For immunohistochemical analysis, tumor sections were first exposed to primary antibodies against Ki-67 for 10 h. This was followed by the application of a secondary antibody for 40 min to enhance the signal. Fluorescence microscopy was applied to visualize the expression patterns of DLAT and FDX1 in the tumor tissue. Subsequently, ImageJ software was employed to quantify the mean fluorescence intensity, providing a quantitative assessment of the relative expression levels of Ki-67 in the tumor tissue. This approach offers crucial insights into the cellular and molecular dynamics within the TIME.

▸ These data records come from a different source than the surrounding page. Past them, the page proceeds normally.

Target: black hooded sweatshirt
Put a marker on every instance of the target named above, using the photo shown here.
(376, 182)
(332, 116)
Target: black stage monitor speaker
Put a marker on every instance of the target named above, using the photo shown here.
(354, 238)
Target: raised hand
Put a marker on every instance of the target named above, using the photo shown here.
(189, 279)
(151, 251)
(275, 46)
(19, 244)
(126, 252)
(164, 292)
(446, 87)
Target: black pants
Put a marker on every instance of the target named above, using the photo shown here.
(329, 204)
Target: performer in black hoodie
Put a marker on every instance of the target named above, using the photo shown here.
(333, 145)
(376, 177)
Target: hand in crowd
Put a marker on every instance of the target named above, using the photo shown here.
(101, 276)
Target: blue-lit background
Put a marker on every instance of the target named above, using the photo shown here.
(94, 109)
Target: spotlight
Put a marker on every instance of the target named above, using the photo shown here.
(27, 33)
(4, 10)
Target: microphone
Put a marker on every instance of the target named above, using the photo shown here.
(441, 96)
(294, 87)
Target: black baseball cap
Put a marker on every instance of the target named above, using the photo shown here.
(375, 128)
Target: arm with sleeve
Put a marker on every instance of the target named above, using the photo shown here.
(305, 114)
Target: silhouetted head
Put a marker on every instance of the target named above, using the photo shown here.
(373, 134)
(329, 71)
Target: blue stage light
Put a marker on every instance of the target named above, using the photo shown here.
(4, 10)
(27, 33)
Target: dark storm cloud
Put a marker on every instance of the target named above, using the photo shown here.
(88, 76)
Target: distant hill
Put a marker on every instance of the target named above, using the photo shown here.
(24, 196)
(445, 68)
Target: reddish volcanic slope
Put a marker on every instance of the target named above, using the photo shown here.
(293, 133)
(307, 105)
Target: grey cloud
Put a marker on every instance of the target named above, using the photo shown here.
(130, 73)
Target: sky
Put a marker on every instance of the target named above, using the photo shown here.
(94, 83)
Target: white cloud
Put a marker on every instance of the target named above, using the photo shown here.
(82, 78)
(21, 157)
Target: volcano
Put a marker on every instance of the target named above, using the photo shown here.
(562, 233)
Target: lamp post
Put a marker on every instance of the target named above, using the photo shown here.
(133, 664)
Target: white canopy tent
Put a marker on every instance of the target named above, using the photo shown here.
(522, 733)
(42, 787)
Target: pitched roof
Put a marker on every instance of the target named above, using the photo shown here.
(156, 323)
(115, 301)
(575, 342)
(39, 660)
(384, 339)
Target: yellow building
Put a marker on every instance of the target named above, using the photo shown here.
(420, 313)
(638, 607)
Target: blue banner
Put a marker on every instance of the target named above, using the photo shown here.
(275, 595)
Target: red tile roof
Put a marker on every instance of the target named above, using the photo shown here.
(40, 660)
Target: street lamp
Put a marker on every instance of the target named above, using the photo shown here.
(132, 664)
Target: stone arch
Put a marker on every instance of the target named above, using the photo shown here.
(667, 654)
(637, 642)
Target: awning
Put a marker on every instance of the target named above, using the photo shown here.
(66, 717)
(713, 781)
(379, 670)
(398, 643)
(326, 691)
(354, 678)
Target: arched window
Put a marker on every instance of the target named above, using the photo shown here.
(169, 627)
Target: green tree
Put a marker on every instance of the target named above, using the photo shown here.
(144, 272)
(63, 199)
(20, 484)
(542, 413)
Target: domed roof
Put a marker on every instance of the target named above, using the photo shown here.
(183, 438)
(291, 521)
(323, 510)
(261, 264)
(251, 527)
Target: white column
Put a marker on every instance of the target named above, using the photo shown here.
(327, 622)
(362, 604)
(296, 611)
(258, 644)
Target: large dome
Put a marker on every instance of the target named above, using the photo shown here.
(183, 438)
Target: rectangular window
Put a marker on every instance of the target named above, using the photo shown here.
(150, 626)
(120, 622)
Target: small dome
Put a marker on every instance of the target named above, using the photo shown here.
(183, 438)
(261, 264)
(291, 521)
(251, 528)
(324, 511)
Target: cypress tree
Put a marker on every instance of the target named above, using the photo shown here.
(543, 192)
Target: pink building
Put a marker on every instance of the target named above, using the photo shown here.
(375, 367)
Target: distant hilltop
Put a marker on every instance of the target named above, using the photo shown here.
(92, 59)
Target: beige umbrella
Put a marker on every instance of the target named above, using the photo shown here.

Histopathological analysis

On the 12th day of tumor inoculation, solid tumors were harvested from mice for histological analysis by standard H&E staining. The excised tumors and organs were treated with 4% paraformaldehyde, paraffin embedding, and sectioning, followed by H&E staining. The slides were examined under a fluorescence microscope (IX83, Olympus).

Flow cytometric analysis

Flow cytometry was used to analyze changes in immune cell populations in the tumor tissue and TDLNs. Excised tumors were processed through cutting and digestion to obtain a single cell suspension, whereas TDLNs were ground through a filter. The single cell suspensions were stained with antibodies following the manufacturer’s protocols. Supporting Information (Fig.S17-21) illustrated the gating strategies for flow cytometry.

Data analysis

GraphPad Prism 8 was used to statistical analyses. Data were shown as mean ± standard deviation (SD) from at least three independent biological replicates, unless otherwise specified in the figure legend. Comparisons between two groups were conducted by Student’s t-test. One-way analysis of variance (ANOVA) with Tukey’s post-hoc correction was applied for comparisons involving multiple comparisons. Statistical significance was defined as follows: *p < 0.05, very significant when **p < 0.01, and extremely significant when ***P < 0.001, ns: no significance.